The merest acquaintance with the humans on planet Earth and their religions immediately raises two questions: (1) Why are there so many religions?, and (2) Why are religious people so immune to data that concern their religion? In this blog, we will address the first question.
Well, how many religions are there? First, we should restrict this question to religions that exist today, and exclude all the religions that came and went (and are now lost) during first 190,000 years of Homo sapiens. And, of course, we acknowledge that estimates vary. But none of the estimates are small. So now: There are dozens of major religions (varying between a couple dozen and four or five dozen). By “major” I mean religions with at least half a million adherents or so. These religions differ significantly from each other in doctrine, in the deities or sacred beings they worship or acknowledge, and in how anything supernatural is perceived. (Many of us learned in school that there were five major religions: Christianity, Islam, Buddhism, Hinduism, and Judaism. This seriously understates anything like the correct number.)
The dozens number is not the interesting number, however. The interesting number is the number of sub-religions under each major religion. Often, these sub-religions, or sects, or groups, differ almost as much from each other as the major religions differ among themselves. So, for example, some experts estimate that there are over 30,000 versions of Christianity. Arguably all these versions worship some version of Jesus Christ, but beyond that, they differ significantly. For example, some see Jesus Christ as a sort of warrior against sin; some see the Christ as a god of love, unconcerned about sin; still others regard Jesus as a male human being who managed to live the perfect life and should therefore be emulated. There is also considerable mixing and matching. All of what I’m calling the major religions break up into at least several and often thousands of different sects or groups.

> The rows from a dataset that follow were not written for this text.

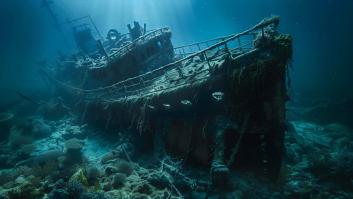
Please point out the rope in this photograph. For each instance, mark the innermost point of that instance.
(128, 82)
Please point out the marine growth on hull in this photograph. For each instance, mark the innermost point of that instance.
(135, 117)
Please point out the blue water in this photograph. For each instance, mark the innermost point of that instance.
(321, 71)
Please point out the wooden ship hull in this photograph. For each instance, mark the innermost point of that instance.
(225, 102)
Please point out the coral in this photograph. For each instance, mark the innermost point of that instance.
(93, 174)
(118, 180)
(75, 189)
(124, 167)
(7, 176)
(23, 190)
(74, 132)
(16, 138)
(73, 151)
(58, 194)
(79, 177)
(110, 170)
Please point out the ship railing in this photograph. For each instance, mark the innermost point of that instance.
(142, 84)
(186, 50)
(122, 51)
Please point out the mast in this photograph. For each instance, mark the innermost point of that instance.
(47, 5)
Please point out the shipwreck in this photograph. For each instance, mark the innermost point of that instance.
(219, 102)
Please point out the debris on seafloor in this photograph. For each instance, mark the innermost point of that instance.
(217, 107)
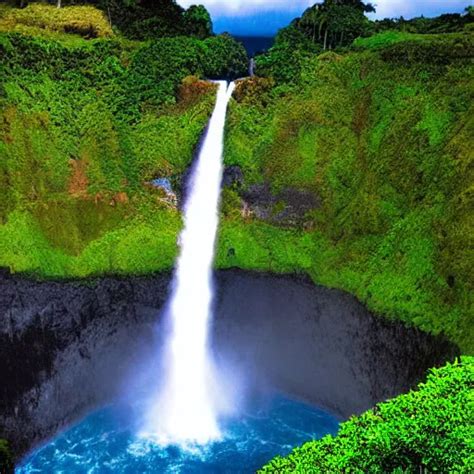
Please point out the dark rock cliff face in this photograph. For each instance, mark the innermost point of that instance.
(67, 347)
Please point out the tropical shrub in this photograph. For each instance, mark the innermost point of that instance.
(382, 141)
(427, 430)
(85, 21)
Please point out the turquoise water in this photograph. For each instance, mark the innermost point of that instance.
(105, 442)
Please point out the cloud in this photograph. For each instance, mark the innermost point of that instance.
(248, 7)
(385, 8)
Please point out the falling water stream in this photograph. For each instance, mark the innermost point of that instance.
(186, 408)
(185, 430)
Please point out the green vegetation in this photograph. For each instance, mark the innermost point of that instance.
(382, 137)
(134, 19)
(84, 126)
(427, 430)
(84, 21)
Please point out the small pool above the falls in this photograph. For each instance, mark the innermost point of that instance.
(105, 442)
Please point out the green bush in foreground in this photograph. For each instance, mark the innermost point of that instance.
(426, 430)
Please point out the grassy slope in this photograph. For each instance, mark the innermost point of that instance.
(82, 128)
(426, 430)
(383, 137)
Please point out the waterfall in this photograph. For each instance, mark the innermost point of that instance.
(187, 406)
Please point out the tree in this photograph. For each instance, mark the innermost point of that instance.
(337, 22)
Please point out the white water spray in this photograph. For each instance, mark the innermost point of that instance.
(187, 407)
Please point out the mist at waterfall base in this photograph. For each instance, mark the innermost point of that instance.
(191, 395)
(106, 442)
(186, 409)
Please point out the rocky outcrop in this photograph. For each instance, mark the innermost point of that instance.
(68, 347)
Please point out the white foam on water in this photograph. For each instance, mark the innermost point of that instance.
(188, 405)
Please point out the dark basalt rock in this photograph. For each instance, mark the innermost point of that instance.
(66, 348)
(233, 177)
(288, 207)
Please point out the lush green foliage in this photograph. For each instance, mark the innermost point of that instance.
(383, 139)
(135, 19)
(85, 21)
(447, 23)
(334, 24)
(427, 430)
(84, 125)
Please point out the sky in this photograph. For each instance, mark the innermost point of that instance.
(265, 17)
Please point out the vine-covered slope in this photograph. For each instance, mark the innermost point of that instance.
(85, 125)
(360, 173)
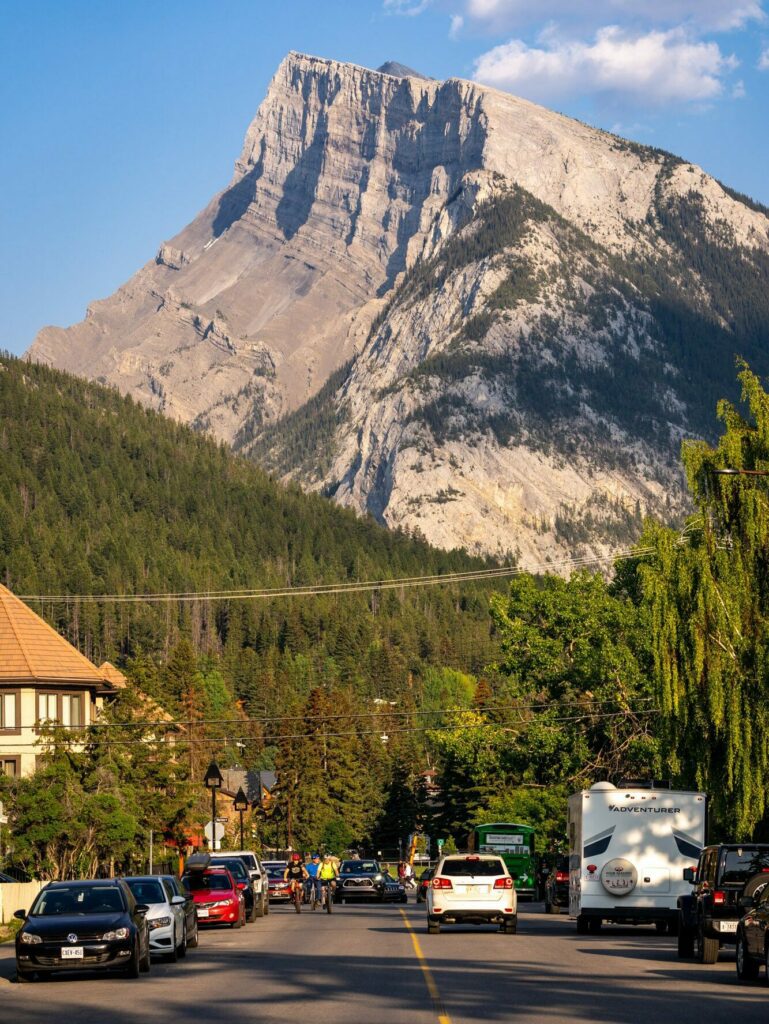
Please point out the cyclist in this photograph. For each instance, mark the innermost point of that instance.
(313, 882)
(296, 873)
(328, 873)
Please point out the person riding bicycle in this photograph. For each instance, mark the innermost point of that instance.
(296, 873)
(313, 882)
(328, 872)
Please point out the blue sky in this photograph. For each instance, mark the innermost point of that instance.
(120, 120)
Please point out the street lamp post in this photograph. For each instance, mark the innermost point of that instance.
(213, 781)
(241, 804)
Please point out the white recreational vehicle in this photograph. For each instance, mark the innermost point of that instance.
(628, 850)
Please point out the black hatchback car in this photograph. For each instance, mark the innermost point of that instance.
(83, 926)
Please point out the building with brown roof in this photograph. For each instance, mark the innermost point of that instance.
(42, 679)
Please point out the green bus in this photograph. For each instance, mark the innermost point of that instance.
(515, 844)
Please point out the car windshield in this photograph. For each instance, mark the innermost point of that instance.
(741, 864)
(467, 866)
(356, 866)
(198, 882)
(146, 892)
(236, 866)
(78, 899)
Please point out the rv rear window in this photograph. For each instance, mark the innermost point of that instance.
(739, 865)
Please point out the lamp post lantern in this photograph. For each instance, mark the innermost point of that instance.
(241, 804)
(213, 781)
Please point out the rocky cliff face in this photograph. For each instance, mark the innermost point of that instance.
(446, 306)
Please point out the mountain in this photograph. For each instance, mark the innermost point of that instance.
(100, 496)
(449, 307)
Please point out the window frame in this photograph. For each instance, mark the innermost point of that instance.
(16, 730)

Let’s sum this up by saying that there are tens of thousands of religions on planet Earth today. This number is conservative.
Okay, now why are there so many religions? Here’s where things get interesting.
Perhaps the most popular religious answer to this question is that we are each seeking our own path to God, and our own paths vary because we vary. (Though I capitalize the word “God”, it is important for this explanation that I do not mean any specific deity of any specific religion. And I don’t.) But this explanation is flatly denied by many of the largest religions in the world today (religions with the most adherents). Most Muslims, Buddhists, and Christians do not subscribe to this explanation. They think their religion is the correct one and the others are not. But the crucial fact to note here is that this explanation turns the existence of the tens of thousands of religions into merely a side-effect of the fact that there are billions of religious humans. On this explanation, therefore, the existence of thousands and thousands of religions is rendered not interesting.
A much better explanation can be derived by taking seriously the existence of the thousands and thousands of religions. It is not a side-effect; it is the key. Taking this fact seriously means looking for an explanation of religion that has as a consequence the fact that there should be thousands and thousands of religions. We need look only as far as evolutionary theory. There are thousands and thousands of religions because being religious is an evolutionary adaptation. Evolution produces lots of variation within the parameters of a given type of adaptation (there is a huge variety of feathers, for example). If religions were or are doing something positive for human well-being and psychology (even if religions cause many serious problems) then religiosity will be preserved. But if the religious details don’t matter, then evolutionary theory predicts that there will be thousands of religions. Which is in fact what we see.
Consider an apt analogy—language. All people speak a language—no matter how isolated. Language evolved from animal communication. All living things communicate. But only humans use language. At least that is the current view. Note that there are and have been thousands of languages on planet Earth. Why the vast number of languages? The answer is that the details of the language spoken are not relevant to communication. All that matters are that the sounds have meanings and follow a grammar of some sort. These are very loose constraints. Since the constraints on languages are so loose, languages vary wildly in their sounds, structures, and compositional meanings. This explains the large variation in languages. The same is true of religion. Religions are like languages. Religions are an evolutionary adaptation primarily for keeping groups and tribes together. This job can be accomplished in a huge variety of ways. And that’s why there are so many religions.